The ideal candidate will design, test, and optimize prompts, retrieval pipelines, and agentic workflows that power intelligent, production-grade AI systems.
Key Responsibilities :
- Design, prototype, and refine prompts for LLMs (OpenAI, Anthropic, Gemini, Llama, etc.)
- Build and integrate LLM-based services via APIs with FastAPI (routers, DI, auth, rate limiting).
- Implement Retrieval-Augmented Generation (RAG) workflows document parsing, chunking, embeddings, vector search, and hybrid retrieval.
- Develop agentic flows and state machines using LangGraph; build chains/tools using LangChain.
- Create and maintain testing frameworks for prompts, retrieval logic, and chain/tool performance (A/B testing, relevance, latency, and cost).
- Manage vector database integrations (FAISS, Pinecone) and ensure retrieval accuracy.
- Collaborate on end-to-end API development, CI/CD integration, and system monitoring.
- Maintain documentation, best practices, and advocate for prompt engineering standards across teams.
Must-Have Skills :
- 3-5 years of software engineering experience with strong Python skills.
- Proven hands-on experience with FastAPI, LLMs (OpenAI, Anthropic, Gemini, Llama), and function/tool calling.
- Practical experience implementing RAG, embeddings, hybrid retrieval, and document chunking.
- Proficiency with LangGraph and/or LangChain for agentic and chained workflows.
- Experience with vector databases (FAISS, Pinecone, Weaviate) and document preprocessing.

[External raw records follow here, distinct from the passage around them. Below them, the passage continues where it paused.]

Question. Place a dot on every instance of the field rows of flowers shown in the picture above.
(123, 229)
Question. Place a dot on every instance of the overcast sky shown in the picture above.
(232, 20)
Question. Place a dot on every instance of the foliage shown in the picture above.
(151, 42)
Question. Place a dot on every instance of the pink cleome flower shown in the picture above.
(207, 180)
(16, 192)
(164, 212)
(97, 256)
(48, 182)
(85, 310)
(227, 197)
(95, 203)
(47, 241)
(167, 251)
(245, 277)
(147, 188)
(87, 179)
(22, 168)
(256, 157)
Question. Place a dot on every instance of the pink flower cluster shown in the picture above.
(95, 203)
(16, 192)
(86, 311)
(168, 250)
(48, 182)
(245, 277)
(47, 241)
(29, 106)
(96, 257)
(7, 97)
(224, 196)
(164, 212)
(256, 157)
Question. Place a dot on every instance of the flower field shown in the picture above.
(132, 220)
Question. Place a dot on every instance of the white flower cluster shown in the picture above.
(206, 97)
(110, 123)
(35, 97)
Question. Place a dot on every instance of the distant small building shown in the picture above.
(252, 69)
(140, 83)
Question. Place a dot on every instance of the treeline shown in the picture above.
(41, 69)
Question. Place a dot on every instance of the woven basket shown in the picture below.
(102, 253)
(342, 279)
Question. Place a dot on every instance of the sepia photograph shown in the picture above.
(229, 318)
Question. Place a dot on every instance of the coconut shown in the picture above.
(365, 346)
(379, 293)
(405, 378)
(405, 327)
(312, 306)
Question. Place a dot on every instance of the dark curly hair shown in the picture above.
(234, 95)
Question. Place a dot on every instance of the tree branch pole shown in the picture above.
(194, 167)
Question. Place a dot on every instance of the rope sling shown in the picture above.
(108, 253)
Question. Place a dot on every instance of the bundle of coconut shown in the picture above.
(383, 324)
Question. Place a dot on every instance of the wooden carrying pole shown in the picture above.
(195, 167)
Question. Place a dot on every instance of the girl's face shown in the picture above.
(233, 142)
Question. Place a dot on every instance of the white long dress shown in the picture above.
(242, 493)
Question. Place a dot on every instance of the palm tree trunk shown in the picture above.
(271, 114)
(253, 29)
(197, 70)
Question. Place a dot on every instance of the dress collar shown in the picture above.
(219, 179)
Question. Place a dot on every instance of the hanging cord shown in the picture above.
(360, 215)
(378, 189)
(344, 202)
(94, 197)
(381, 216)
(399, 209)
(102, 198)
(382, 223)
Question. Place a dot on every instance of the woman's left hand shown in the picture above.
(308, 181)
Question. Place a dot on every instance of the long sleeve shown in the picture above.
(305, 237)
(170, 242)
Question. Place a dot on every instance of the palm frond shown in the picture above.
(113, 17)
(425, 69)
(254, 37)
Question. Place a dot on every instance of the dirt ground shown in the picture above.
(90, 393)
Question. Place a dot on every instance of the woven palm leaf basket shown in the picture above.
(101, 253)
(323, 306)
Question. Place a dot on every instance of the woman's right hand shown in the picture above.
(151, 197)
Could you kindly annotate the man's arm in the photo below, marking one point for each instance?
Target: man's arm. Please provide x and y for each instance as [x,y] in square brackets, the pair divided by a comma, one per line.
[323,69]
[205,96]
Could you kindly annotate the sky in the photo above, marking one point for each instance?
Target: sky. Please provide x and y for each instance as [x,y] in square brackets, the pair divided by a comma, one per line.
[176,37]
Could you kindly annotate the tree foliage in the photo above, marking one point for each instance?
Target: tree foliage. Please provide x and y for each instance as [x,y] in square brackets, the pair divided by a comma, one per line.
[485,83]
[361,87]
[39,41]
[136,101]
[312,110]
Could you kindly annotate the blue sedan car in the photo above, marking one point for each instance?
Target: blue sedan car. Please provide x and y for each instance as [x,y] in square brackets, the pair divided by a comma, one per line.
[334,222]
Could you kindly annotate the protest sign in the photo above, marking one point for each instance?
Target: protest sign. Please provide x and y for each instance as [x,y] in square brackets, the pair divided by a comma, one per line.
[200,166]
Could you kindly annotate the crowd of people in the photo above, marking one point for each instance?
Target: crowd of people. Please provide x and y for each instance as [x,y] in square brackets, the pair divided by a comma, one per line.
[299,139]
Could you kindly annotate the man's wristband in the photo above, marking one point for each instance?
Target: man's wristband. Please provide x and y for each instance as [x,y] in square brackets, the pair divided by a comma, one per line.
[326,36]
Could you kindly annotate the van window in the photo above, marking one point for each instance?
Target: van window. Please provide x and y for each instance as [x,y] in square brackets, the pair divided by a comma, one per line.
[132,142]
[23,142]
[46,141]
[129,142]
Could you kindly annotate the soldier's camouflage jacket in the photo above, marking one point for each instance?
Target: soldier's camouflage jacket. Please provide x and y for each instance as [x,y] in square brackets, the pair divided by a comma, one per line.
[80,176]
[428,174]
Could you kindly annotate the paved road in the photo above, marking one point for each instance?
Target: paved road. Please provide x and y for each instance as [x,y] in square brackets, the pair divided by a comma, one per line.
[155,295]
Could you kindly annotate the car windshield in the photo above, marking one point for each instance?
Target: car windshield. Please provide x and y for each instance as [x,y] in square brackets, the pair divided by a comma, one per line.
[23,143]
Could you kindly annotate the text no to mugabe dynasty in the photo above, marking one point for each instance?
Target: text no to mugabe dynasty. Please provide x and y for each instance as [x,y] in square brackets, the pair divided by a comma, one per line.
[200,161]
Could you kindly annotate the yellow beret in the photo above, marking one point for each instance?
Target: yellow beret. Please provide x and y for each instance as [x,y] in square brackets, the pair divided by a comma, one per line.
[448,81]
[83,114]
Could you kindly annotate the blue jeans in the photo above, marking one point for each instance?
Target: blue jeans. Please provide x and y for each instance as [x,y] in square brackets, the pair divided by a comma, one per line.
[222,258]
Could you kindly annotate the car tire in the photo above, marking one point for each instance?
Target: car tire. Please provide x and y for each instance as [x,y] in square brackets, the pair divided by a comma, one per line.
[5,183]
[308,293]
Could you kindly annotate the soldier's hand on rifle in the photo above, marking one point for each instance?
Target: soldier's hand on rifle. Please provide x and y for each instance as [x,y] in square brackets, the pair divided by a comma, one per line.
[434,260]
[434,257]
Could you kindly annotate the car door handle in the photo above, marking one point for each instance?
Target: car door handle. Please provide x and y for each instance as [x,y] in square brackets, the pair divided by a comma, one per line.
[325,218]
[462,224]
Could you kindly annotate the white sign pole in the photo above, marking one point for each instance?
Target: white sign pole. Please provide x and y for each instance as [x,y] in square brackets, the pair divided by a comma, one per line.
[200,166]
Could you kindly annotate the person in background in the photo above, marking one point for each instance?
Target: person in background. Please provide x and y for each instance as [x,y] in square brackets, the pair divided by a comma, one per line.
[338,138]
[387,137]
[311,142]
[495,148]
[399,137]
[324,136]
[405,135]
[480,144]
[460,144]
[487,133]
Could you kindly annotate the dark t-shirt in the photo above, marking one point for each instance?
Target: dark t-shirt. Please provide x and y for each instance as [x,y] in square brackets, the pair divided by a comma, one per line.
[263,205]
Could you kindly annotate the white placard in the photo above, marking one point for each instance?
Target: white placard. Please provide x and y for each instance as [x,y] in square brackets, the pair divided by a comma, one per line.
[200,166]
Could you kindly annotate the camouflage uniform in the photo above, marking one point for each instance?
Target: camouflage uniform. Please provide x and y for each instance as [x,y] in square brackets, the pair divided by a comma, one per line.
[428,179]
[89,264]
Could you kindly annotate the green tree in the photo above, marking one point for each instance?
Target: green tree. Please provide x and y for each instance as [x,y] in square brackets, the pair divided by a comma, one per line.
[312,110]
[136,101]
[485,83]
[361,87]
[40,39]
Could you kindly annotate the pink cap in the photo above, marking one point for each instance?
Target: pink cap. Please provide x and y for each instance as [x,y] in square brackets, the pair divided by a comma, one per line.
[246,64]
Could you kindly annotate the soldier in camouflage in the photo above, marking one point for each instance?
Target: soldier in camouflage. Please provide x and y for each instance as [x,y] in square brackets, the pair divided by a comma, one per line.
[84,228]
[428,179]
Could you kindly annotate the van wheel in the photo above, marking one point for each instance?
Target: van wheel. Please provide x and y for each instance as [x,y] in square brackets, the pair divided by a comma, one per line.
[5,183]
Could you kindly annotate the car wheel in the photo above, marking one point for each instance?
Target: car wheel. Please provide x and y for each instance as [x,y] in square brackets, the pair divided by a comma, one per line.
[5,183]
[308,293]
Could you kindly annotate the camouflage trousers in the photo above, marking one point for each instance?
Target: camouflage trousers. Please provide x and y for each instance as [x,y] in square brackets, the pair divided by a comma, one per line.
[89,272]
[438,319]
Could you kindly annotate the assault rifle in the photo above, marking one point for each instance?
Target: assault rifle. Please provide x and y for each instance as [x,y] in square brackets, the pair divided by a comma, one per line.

- Familiarity with Git, Docker, and CI/CD pipelines.
- Strong communication and collaboration skills.
Nice-to-Have Skills :
- Experience in LLM fine-tuning (LoRA, quantization) and monitoring prompt performance.
- Knowledge of cloud deployment (AWS/Azure/GCP) and LLM observability (latency, cost tracking).
- Prior exposure to regulated domains such as healthcare or life sciences.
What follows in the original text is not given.